Does the secondary insurance always pay the remaining balance?

Does the secondary insurance always pay the remaining balance?

Does the Secondary Insurance Always Pay the Remaining Balance?

It’s a common assumption that secondary insurance will cover whatever the primary insurance doesn’t—but that’s not always the case. While secondary payers do help reduce patient out-of-pocket costs, they don’t automatically pay every remaining balance. Understanding how secondary coverage works can help your billing team set accurate expectations and avoid unnecessary write-offs or patient disputes.


1. The Short Answer: No, Not Always

Secondary insurance does not guarantee full payment of any remaining balance after the primary insurance processes a claim. The amount they pay depends on:

  • The coordination of benefits (COB) rules

  • The secondary payer’s allowable amount for the service

  • What the primary insurance has already paid

  • The patient’s plan coverage and benefits

  • Contractual write-offs or provider network status


2. Common Scenarios Where the Secondary Doesn’t Pay

Here are a few examples of when the secondary insurance may not cover the full leftover balance:

  • Primary payment exceeds the secondary's allowable amount

  • Secondary considers the service non-covered

  • Secondary denies claim due to missing primary EOB

  • Coordination of benefits not correctly filed or out-of-date

  • Patient’s secondary plan has a deductible or coinsurance remaining

  • Provider is out-of-network with the secondary payer


3. How Payers Coordinate Payment Responsibility

Each insurance plan has a contractual allowable for each service. The total payment from both payers combined is usually limited to the lower of the two allowables.

Example:

  • Billed amount: $150

  • Primary allowable: $100, paid $80, patient responsibility $20

  • Secondary allowable: $90

  • Secondary may pay only $10 (to bring total up to their $90 max), not the full $20 balance


4. Patient May Still Owe a Balance

Even with two active insurance policies, the patient can still be responsible for part of the cost. For example:

  • If both plans have deductibles or cost-sharing

  • If the secondary doesn’t cover certain services

  • If COB issues prevent full payment

  • If billing errors cause denial and the claim cannot be corrected in time

It’s important to clearly communicate with patients and review both EOBs before issuing a final balance bill.
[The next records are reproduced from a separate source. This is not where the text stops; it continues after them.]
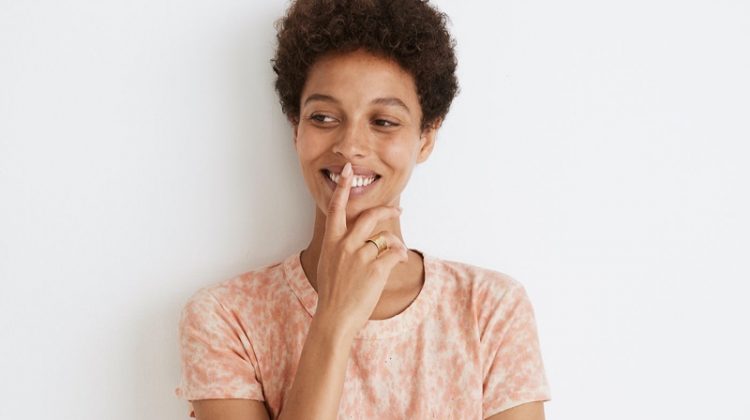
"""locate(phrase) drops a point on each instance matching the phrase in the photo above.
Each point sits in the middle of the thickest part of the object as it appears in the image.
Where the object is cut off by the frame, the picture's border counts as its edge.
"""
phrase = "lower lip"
(354, 191)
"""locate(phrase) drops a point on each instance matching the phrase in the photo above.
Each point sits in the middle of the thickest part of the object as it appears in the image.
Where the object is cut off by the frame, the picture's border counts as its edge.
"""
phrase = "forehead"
(359, 77)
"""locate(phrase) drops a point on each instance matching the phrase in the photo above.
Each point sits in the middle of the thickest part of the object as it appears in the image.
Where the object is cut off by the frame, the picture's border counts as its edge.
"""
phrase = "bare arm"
(229, 409)
(316, 392)
(529, 411)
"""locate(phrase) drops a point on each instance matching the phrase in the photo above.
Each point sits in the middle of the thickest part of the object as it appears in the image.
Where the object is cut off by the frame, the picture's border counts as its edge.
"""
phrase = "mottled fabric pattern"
(466, 348)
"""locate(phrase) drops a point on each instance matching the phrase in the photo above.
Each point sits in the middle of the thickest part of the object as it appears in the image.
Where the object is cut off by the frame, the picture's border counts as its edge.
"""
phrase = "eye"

5. Best Practices for Accurate Secondary Billing

  • Always verify both insurance plans and COB status at registration

  • Submit the primary EOB with all secondary claims

  • Wait for the secondary EOB before billing the patient

  • Use software that calculates expected secondary payments based on allowables

  • Document and code any write-offs clearly in the patient’s record


Conclusion:

Secondary insurance is a helpful tool for reducing patient financial responsibility—but it doesn’t always pay the remaining balance after the primary insurer. Billing teams should review both plans' allowables, understand COB rules, and educate patients clearly about their potential out-of-pocket costs.